'I cant buy a Kinder egg, but I can buy an AR-15': NYC students protest gun laws on walkout day
To commemorate the one-month anniversary of the Marjory Stoneman Douglas High School shooting, students across the country staged a 17-minute walkout to remember each of the people whose lives ended.
While response to the walkout itself has been mixed, the day’s events inspired much more than moments of silence for the iGeneration. Rallies and protests accompanied the walkout, and students carried signs unique to their own experiences and causes.
At Grace Church School in New York City, students walked in a procession ahead of the 10 a.m. walkout time to memorialize a school employee who died by gunshot near the school in November. Of the roughly 220 students participating (about two-thirds of the student body, Grace Church School chief communications officer Topher Nichols tells Yahoo Lifestyle), many carried signs with slogans ranging from lobs against the National Rifle Association to names of people those students knew personally who died from gun violence.

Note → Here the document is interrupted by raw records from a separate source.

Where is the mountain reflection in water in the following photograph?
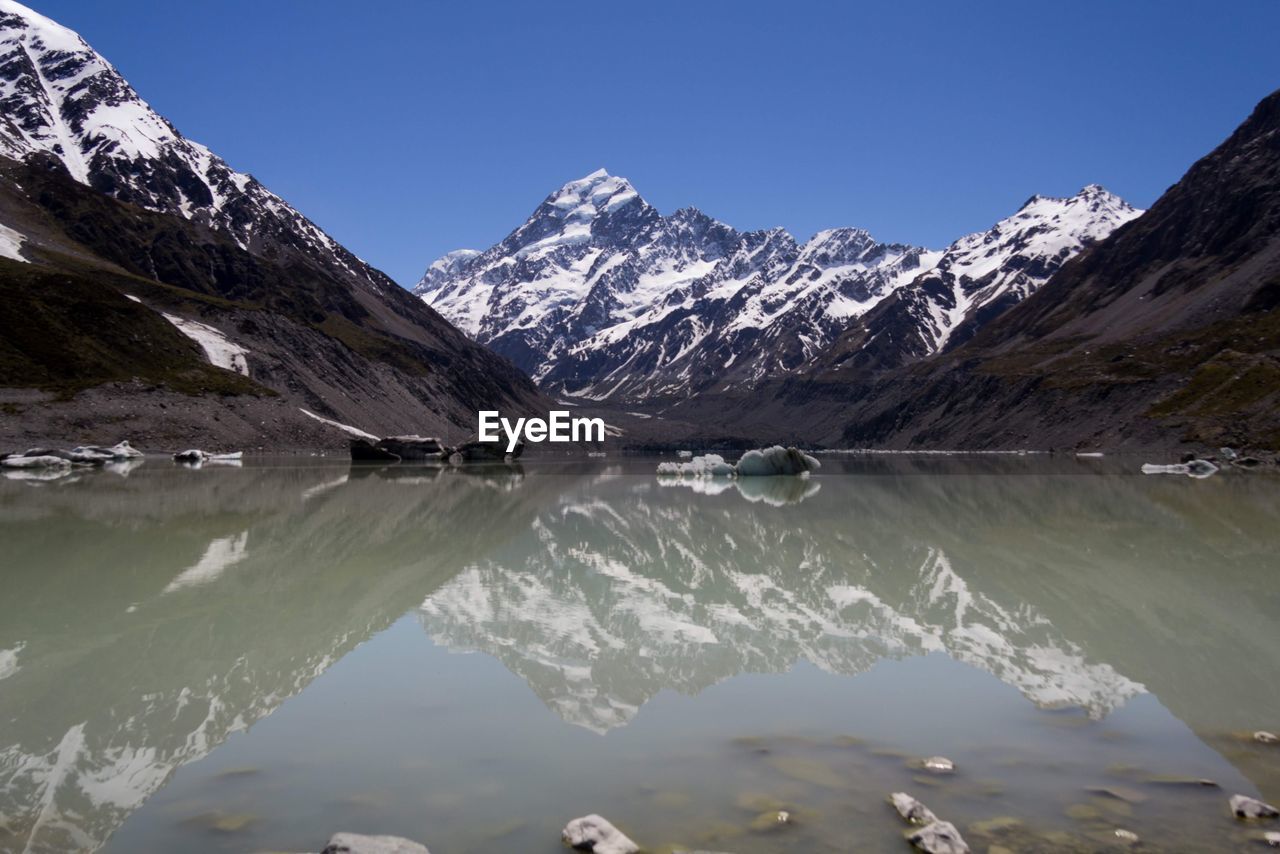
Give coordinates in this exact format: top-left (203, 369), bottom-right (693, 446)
top-left (0, 458), bottom-right (1280, 851)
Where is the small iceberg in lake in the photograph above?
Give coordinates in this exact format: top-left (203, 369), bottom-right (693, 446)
top-left (1142, 460), bottom-right (1217, 478)
top-left (658, 446), bottom-right (822, 507)
top-left (173, 448), bottom-right (244, 469)
top-left (658, 453), bottom-right (736, 478)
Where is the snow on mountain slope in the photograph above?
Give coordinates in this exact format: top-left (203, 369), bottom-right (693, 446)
top-left (829, 184), bottom-right (1143, 369)
top-left (415, 169), bottom-right (938, 399)
top-left (415, 169), bottom-right (1142, 403)
top-left (0, 0), bottom-right (373, 292)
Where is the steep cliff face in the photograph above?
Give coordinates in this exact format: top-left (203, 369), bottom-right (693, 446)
top-left (0, 0), bottom-right (545, 447)
top-left (758, 92), bottom-right (1280, 449)
top-left (416, 170), bottom-right (1139, 406)
top-left (822, 184), bottom-right (1142, 371)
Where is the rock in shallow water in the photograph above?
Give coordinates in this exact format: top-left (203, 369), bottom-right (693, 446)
top-left (1231, 795), bottom-right (1280, 818)
top-left (924, 757), bottom-right (956, 773)
top-left (906, 822), bottom-right (969, 854)
top-left (888, 791), bottom-right (938, 825)
top-left (320, 834), bottom-right (431, 854)
top-left (561, 814), bottom-right (640, 854)
top-left (1114, 828), bottom-right (1142, 845)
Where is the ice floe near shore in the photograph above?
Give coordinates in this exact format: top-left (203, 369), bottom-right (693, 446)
top-left (658, 444), bottom-right (822, 478)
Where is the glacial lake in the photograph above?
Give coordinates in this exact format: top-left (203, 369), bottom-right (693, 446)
top-left (0, 456), bottom-right (1280, 854)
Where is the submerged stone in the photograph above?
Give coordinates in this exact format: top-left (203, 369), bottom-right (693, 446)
top-left (561, 814), bottom-right (640, 854)
top-left (1085, 786), bottom-right (1147, 804)
top-left (906, 822), bottom-right (969, 854)
top-left (320, 834), bottom-right (431, 854)
top-left (748, 809), bottom-right (791, 834)
top-left (888, 791), bottom-right (938, 825)
top-left (1230, 795), bottom-right (1280, 818)
top-left (769, 757), bottom-right (845, 789)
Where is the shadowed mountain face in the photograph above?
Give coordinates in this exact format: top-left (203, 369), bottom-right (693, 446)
top-left (0, 463), bottom-right (560, 851)
top-left (420, 460), bottom-right (1280, 747)
top-left (732, 92), bottom-right (1280, 449)
top-left (0, 0), bottom-right (544, 447)
top-left (0, 458), bottom-right (1280, 851)
top-left (415, 170), bottom-right (1140, 403)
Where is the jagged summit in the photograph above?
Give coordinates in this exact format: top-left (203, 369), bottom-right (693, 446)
top-left (415, 169), bottom-right (1139, 402)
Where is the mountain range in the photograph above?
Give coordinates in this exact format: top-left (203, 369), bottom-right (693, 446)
top-left (415, 169), bottom-right (1142, 405)
top-left (0, 0), bottom-right (543, 447)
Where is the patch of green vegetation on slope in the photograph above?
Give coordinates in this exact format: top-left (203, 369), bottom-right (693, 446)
top-left (0, 259), bottom-right (275, 398)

Students from Grace Church School joined those from Harvest Collegiate High School for a larger rally in Manhattan’s Washington Square Park, where hundreds of students and faculty gathered around speakers with a megaphone extolling the student organizers at the Parkland, Fla., high school and encouraging their peers to remain politically engaged, despite most of them being too young to vote. One student, watching the rally from the fringes, held a sign that read, “What if it was your friend?” and said a family friend died in the school shooting at Sandy Hook Elementary School in Newtown, Conn.
Another sign, held by Nicholas Dumais from Harvest Collegiate, said, “I should be playing dodgeball, not dodging bullets.” Dumais explained that schools he’s attended have no trouble banning a game but haven’t banned weapons like guns.
Also in attendance at the rally was Tamika Mallory, a national co-chair for the Women’s March and advocate for gun-violence prevention. Mallory, speaking to the crowd through a megaphone, reminded kids that their voices were powerful enough to effect change, regardless of their age.
“Having these young people engaged on this level is exactly what we’ve been missing in terms of legislative reform, but just to change the hearts and minds of the people who are more attached to their guns than they are to our young people.”
Outside New York City, other young people put their politics on posters.
My students nailing this #Walkout thing. So proud pic.twitter.com/AG2dFgQphJ
— Talia (@2020fight) March 13, 2018
national school walkout @ little rock central high school. honoring the students lost, not only at parkland but all students that have been killed by school shootings #booksnotbullets #walkout pic.twitter.com/O1DacxHbY9
— ag (@anniegmcc) March 14, 2018
A post shared by Alejandro A Alonso Galva (@alevidalive) on Mar 14, 2018 at 10:45am PDT
The walkout was scheduled for 10 a.m. ET, and protests ended along with the school day, though the students seemed emboldened to continue to speak out beyond the day’s events.
“I wrote, ‘I should be worried about my SAT, not our lives,’ because my SAT is next week,” Roxanna Ruedas, a 16-year-old from Harvest Collegiate in New York, says. “There are proposals coming in for teachers to have guns in schools. What the hell? We’re starting a club every Friday, called Harvest Action. I think that’s a perfect name for the club.”